`Nothing gone wrong, I hope, sir?'

`No, Mark. Where's your friend?'

`The mad woman, sir?' said Mr. Tapley. `Oh! she's all right, sir.'

`Did she find her husband?'

`Yes, sir. Leastways she's found his remains,' said Mark, correcting himself.

`The man's not dead, I hope?'

`Not altogether dead, sir,' returned Mark; `but he's had more fevers and agues than is quite reconcileable with being alive. When she didn't see him a-waiting for her, I thought she'd have died herself, I did!'

`Was he not here, then?'

`He wasn't here. There was a feeble old shadow come a-creeping down at last, as much like his substance when she know'd him, as your shadow when it's drawn out to its very finest and longest by the sun, is like you. But it was his remains, there's no doubt about that. She took on with joy, poor thing, as much as if it had been all of him!'

`Had he bought land?' asked Mr. Bevan.

`Ah! He'd bought land,' said Mark, shaking his head, `and paid for it too. Every sort of nateral advantage was connected with it, the agents said; and there certainly was one, quite unlimited. No end to the water!'

`It's a thing he couldn't have done without, I suppose,' observed Martin, peevishly.
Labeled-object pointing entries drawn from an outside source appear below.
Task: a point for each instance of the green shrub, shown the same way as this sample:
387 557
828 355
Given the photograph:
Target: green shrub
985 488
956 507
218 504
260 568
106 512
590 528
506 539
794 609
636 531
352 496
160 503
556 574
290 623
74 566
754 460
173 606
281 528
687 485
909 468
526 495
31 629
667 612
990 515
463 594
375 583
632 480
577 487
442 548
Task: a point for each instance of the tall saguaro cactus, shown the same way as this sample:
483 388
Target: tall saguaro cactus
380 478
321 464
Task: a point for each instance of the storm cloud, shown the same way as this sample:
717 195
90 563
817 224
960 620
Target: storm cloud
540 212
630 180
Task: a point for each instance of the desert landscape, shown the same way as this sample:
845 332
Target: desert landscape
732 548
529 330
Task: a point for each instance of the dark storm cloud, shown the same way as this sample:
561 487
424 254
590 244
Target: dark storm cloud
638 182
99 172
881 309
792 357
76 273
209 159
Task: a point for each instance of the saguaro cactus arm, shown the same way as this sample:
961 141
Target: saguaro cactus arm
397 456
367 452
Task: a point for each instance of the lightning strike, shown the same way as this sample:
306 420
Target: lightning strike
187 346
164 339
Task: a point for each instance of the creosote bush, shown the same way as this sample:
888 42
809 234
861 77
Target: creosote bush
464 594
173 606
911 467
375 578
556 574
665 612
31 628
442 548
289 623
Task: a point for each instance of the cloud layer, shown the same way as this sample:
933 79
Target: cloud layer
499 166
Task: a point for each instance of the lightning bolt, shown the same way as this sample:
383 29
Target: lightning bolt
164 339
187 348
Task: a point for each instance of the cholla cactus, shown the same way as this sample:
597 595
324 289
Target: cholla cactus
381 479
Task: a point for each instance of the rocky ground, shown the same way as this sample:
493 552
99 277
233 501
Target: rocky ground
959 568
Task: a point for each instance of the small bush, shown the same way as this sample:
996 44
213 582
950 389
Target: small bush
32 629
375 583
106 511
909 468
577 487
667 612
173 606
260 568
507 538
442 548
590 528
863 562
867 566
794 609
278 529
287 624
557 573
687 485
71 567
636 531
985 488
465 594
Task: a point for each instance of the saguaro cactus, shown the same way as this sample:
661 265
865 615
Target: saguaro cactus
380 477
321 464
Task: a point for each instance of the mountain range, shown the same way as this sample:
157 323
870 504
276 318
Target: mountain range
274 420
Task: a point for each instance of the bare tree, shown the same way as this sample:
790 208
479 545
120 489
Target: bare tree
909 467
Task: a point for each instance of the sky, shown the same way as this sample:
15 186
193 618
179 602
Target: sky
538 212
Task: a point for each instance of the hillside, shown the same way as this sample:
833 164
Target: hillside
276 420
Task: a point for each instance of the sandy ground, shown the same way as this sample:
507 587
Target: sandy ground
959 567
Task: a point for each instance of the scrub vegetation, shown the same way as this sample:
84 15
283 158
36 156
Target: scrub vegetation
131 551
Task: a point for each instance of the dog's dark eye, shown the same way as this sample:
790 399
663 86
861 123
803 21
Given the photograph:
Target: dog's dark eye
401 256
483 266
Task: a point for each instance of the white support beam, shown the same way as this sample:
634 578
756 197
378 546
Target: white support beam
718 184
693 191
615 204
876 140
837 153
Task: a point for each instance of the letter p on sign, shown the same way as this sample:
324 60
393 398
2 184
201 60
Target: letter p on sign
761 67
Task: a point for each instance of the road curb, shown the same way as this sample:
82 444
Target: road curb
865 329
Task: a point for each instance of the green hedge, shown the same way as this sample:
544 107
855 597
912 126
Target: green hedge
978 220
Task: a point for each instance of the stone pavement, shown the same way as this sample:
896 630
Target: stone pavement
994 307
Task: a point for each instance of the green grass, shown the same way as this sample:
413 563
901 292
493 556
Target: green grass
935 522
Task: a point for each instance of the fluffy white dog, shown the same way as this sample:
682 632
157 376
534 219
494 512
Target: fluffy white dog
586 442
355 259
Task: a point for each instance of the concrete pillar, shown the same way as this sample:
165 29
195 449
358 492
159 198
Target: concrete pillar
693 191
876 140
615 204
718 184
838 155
`Certainly not, sir. There it was, any way; always turned on, and no water-rate. Independent of three or four slimy old rivers close by, it varied on the farm from four to six foot deep in the dry season. He couldn't say how deep it was in the rainy time, for he never had anything long enough to sound it with.'

`Is this true?' asked Martin of his companion.
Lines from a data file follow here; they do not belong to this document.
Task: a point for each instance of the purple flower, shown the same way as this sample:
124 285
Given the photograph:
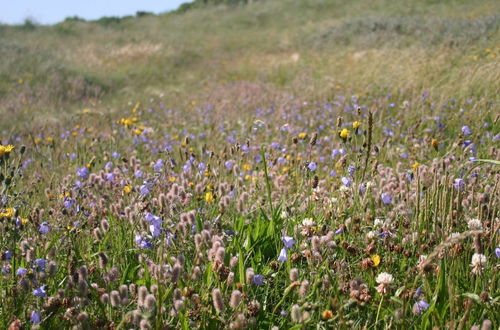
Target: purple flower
44 228
288 241
418 292
108 166
386 198
144 190
68 203
383 234
466 130
110 176
336 152
83 172
21 271
346 181
459 184
143 242
40 263
35 317
362 188
312 166
258 279
420 306
158 166
228 164
8 255
283 255
40 292
351 170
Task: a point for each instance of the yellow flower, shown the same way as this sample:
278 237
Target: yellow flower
344 134
375 259
209 197
8 213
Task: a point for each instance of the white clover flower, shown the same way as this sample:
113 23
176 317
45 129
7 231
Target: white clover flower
384 278
478 263
474 224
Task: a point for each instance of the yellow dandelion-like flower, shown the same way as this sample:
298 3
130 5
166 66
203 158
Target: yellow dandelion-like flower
375 259
344 134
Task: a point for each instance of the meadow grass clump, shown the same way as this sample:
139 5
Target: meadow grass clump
267 182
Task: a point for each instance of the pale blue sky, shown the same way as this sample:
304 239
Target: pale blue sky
53 11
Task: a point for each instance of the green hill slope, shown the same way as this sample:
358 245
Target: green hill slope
310 48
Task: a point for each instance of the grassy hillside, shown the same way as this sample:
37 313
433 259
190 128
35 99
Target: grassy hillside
307 48
284 164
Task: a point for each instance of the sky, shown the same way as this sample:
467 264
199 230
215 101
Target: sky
54 11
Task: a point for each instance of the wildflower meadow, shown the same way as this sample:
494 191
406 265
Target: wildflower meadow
193 186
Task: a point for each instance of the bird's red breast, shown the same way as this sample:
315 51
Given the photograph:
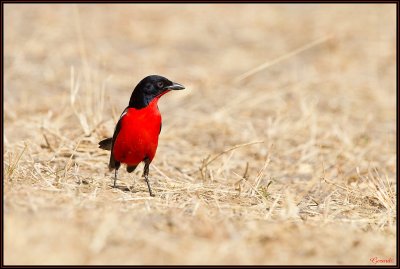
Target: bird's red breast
138 136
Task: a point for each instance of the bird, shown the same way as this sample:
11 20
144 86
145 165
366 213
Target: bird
135 137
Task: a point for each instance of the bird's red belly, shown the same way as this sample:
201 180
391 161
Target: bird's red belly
138 136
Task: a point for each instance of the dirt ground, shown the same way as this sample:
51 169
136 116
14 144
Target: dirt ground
281 150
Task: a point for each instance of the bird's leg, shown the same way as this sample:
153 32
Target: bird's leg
115 178
146 177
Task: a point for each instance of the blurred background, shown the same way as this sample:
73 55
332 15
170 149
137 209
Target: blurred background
308 91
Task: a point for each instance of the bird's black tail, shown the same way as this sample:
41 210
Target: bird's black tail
106 144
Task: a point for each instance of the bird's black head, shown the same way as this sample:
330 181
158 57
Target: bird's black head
149 88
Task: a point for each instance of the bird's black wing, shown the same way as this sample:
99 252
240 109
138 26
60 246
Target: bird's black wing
108 144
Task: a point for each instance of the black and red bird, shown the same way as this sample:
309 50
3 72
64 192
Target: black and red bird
135 136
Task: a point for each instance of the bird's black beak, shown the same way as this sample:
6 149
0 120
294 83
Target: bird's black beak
175 86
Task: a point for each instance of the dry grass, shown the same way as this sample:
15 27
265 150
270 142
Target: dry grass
280 151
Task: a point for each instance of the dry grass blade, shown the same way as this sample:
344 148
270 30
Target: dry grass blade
281 58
`Extremely probable,' he answered. `Some Mississippi or Missouri lot, I dare say.'

`However,' pursued Mark, `he came from I-don't-know-where and-all, down to New York here, to meet his wife and children; and they started off again in a steam-boat this blessed afternoon, as happy to be along with each other, as if they were going to Heaven. I should think they was, pretty straight, if I may judge from the poor man's looks.'

`And may I ask,' said Martin, glancing, but not with any displeasure, from Mark to the negro, `who this gentleman is? Another friend of yours?'

`Why sir,' returned Mark, taking him aside, and speaking confidentially in his ear, `he's a man of colour, sir!'

`Do you take me for a blind man,' asked Martin, somewhat impatiently, `that you think it necessary to tell me that, when his face is the blackest that ever was seen?'

`No, no; when I say a man of colour,' returned Mark, `I mean that he's been one of them as there's picters of in the shops. A man and a brother, you know, sir,' said Mr. Tapley, favouring his master with a significant indication of the figure so often represented in tracts and cheap prints.

`A slave!' cried Martin, in a whisper.